I have only talked about the titular character and the bad guy, but the other characters were also really well developed, and I liked most of them, barring Robyn and White Male Cop (aka Nuke in the comics, a failed attempt at creating another Captain America).
The show was fast-paced, dark, witty and clever. It also deals with important issues like sexual abuse, manipulative relationships and PTSD. Jessica, post her ‘relationship’ with Kilgrave represents someone who lives with trauma and how she deals with her emotions. Rather than blaming the wrong people, she uses her experiences to get revenge. Kilgrave can’t control her anymore and can’t get her to want him like he does her, which shows that she has more control than she thought.
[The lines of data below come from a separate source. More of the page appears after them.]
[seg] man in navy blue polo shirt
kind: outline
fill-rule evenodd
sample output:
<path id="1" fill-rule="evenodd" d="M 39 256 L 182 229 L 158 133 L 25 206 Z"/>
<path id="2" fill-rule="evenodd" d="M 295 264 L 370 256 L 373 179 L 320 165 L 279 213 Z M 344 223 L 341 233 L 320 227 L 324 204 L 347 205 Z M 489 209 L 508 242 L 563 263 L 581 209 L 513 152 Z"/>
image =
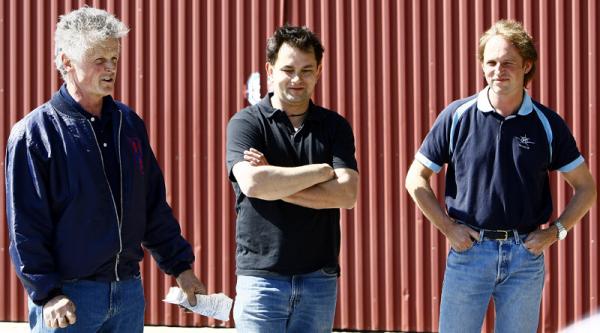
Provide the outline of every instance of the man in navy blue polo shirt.
<path id="1" fill-rule="evenodd" d="M 498 21 L 479 41 L 488 86 L 451 103 L 434 123 L 406 177 L 424 215 L 446 236 L 440 332 L 480 332 L 490 297 L 496 332 L 535 332 L 543 251 L 589 210 L 596 187 L 563 119 L 524 90 L 535 72 L 531 36 Z M 429 180 L 447 164 L 446 209 Z M 549 228 L 548 173 L 574 195 Z"/>
<path id="2" fill-rule="evenodd" d="M 310 97 L 323 46 L 305 27 L 267 42 L 273 92 L 227 128 L 227 168 L 237 197 L 234 307 L 240 332 L 331 332 L 339 208 L 356 202 L 354 136 Z"/>

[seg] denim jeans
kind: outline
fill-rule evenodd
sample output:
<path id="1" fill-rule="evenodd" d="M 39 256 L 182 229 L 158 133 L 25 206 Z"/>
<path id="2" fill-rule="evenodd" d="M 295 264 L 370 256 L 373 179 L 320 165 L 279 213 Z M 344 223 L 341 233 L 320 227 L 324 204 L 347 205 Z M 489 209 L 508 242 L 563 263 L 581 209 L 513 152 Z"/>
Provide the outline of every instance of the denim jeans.
<path id="1" fill-rule="evenodd" d="M 450 249 L 440 305 L 440 332 L 481 332 L 493 297 L 494 332 L 537 331 L 544 255 L 523 245 L 526 235 L 507 240 L 483 239 L 465 251 Z"/>
<path id="2" fill-rule="evenodd" d="M 337 274 L 237 277 L 233 317 L 238 332 L 331 332 Z"/>
<path id="3" fill-rule="evenodd" d="M 75 303 L 77 321 L 66 328 L 49 328 L 42 307 L 29 300 L 32 332 L 126 332 L 144 330 L 144 290 L 137 277 L 119 282 L 65 282 L 63 293 Z"/>

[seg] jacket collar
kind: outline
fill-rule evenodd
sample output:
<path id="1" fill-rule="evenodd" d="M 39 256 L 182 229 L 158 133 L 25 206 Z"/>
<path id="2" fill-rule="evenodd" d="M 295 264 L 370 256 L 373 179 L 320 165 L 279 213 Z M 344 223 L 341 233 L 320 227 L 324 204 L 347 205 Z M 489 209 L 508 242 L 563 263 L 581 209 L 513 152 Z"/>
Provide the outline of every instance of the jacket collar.
<path id="1" fill-rule="evenodd" d="M 52 98 L 50 98 L 50 104 L 59 112 L 79 119 L 89 119 L 92 114 L 85 111 L 79 103 L 77 103 L 67 91 L 67 85 L 63 84 L 58 91 L 56 91 Z M 112 96 L 104 96 L 102 101 L 102 114 L 105 112 L 111 112 L 117 110 L 117 103 L 115 103 Z"/>

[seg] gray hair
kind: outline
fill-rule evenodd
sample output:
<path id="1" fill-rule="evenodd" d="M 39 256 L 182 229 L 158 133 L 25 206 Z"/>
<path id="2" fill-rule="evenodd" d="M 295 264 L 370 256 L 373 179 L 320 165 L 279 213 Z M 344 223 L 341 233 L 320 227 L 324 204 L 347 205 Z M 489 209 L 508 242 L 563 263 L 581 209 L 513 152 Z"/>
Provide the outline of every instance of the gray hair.
<path id="1" fill-rule="evenodd" d="M 63 80 L 66 71 L 61 54 L 81 60 L 85 52 L 94 44 L 111 38 L 121 38 L 129 28 L 114 15 L 97 8 L 82 7 L 66 15 L 61 15 L 54 33 L 54 63 Z"/>

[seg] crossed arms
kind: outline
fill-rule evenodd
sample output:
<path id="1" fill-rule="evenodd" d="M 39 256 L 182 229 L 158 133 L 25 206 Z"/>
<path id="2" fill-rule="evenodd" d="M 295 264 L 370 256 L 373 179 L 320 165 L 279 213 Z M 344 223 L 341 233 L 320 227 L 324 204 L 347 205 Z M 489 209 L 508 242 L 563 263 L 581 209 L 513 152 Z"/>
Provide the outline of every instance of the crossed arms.
<path id="1" fill-rule="evenodd" d="M 333 169 L 325 163 L 273 166 L 255 149 L 245 151 L 244 159 L 232 171 L 247 197 L 283 200 L 313 209 L 351 209 L 356 203 L 358 172 L 355 170 Z"/>

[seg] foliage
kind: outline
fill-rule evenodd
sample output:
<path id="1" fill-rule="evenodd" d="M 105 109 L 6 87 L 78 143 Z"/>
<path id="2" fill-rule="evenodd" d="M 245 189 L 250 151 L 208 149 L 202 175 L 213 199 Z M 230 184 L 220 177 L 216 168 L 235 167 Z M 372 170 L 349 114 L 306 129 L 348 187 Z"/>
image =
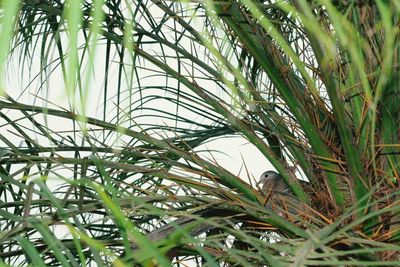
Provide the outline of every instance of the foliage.
<path id="1" fill-rule="evenodd" d="M 0 3 L 3 263 L 398 264 L 397 1 Z"/>

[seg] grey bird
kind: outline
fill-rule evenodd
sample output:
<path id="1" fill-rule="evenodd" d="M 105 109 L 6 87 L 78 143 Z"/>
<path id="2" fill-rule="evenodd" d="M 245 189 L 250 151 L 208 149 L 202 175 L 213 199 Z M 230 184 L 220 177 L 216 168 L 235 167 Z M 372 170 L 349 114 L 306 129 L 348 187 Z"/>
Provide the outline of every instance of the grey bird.
<path id="1" fill-rule="evenodd" d="M 260 186 L 264 194 L 271 192 L 280 192 L 286 194 L 292 193 L 282 176 L 274 171 L 266 171 L 261 174 L 260 181 L 257 184 Z"/>

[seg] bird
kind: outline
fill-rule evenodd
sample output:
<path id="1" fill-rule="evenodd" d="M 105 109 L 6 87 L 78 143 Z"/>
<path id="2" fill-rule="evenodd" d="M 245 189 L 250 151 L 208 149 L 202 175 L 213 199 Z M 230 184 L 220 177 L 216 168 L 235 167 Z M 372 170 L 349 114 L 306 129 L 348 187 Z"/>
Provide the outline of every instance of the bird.
<path id="1" fill-rule="evenodd" d="M 285 194 L 292 194 L 292 191 L 283 180 L 282 176 L 274 171 L 263 172 L 257 184 L 260 186 L 263 193 L 280 192 Z"/>

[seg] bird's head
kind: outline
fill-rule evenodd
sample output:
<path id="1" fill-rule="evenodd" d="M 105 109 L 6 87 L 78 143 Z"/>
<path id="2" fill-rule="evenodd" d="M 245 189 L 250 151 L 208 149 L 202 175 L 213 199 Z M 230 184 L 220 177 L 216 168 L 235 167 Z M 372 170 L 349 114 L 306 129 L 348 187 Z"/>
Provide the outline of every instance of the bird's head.
<path id="1" fill-rule="evenodd" d="M 261 187 L 264 193 L 268 193 L 271 191 L 281 192 L 281 193 L 290 192 L 290 189 L 283 180 L 282 176 L 280 176 L 279 173 L 274 171 L 266 171 L 263 174 L 261 174 L 258 185 Z"/>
This is a show about being an unconventional hero, but still has some semblance of the cliche superhero story. It’s a show that deals with real problems but doesn’t belittle it. It’s a show about a woman who’s strong, doesn’t take no for an answer, and is trying to turn her life around. Despite her heavy drinking and almost-lack of emotional capability, Jessica Jones is kind of a kick-ass role model for women everywhere to take matters into their own hands, and that they don’t need a man to save them.
I recommend this show to everyone, and I hope you enjoy it as much as I did.
Final verdict: 5/5 stars (I’d give it a 6 if I could).
Update – 28/11/15: It’s been two days since I finished JJ and I’m still in two minds about Kilgrave. I’ve never had such conflicted feelings about a character before.